Local Development
DDataflow also enables one to develop with local data. We see this though as a more advanced use case, which might be the first choice for everybody. First, make a copy of the files you need to download in dbfs.
ddataflow.save_sampled_data_sources(ask_confirmation=False)
Then in your machine:
ddataflow current_project download_data_sources
Now you can use the pipeline locally by exporting the following env variables:
export ENABLE_OFFLINE_MODE=true
# run your pipeline as normal
python yourproject/train.py
The downloaded data sources will be stored at $HOME/.ddataflow
.
Local setup for spark
if you run spark locally you might need to tweak some parameters compared to your cluster.

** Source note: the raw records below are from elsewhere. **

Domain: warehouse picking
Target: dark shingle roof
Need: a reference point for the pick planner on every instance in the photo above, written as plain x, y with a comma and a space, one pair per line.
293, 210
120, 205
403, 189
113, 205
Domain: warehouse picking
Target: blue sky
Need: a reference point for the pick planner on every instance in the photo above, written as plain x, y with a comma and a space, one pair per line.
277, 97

Below is a good example you can use.
def configure_spark():
if ddataflow.is_local():
import pyspark
spark_conf = pyspark.SparkConf()
spark_conf.set("spark.sql.warehouse.dir", "/tmp")

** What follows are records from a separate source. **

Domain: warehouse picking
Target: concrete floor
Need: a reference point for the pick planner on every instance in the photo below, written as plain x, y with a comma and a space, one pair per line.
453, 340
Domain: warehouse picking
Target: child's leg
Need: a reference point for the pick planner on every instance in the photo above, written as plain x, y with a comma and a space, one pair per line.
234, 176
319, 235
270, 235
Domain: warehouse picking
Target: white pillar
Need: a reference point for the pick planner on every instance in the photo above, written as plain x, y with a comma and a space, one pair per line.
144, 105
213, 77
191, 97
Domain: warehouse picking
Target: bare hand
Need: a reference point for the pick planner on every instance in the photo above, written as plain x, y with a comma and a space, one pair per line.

spark_conf.set("spark.sql.catalogImplementation", "hive")
spark_conf.set("spark.driver.memory", "15g")
spark_conf.setMaster("local[*]")
sc = pyspark.SparkContext(conf=spark_conf)
session = pyspark.sql.SparkSession(sc)
return session
return SparkSession.builder.getOrCreate()
If you run into Snappy compression problem: Please reinstall pyspark!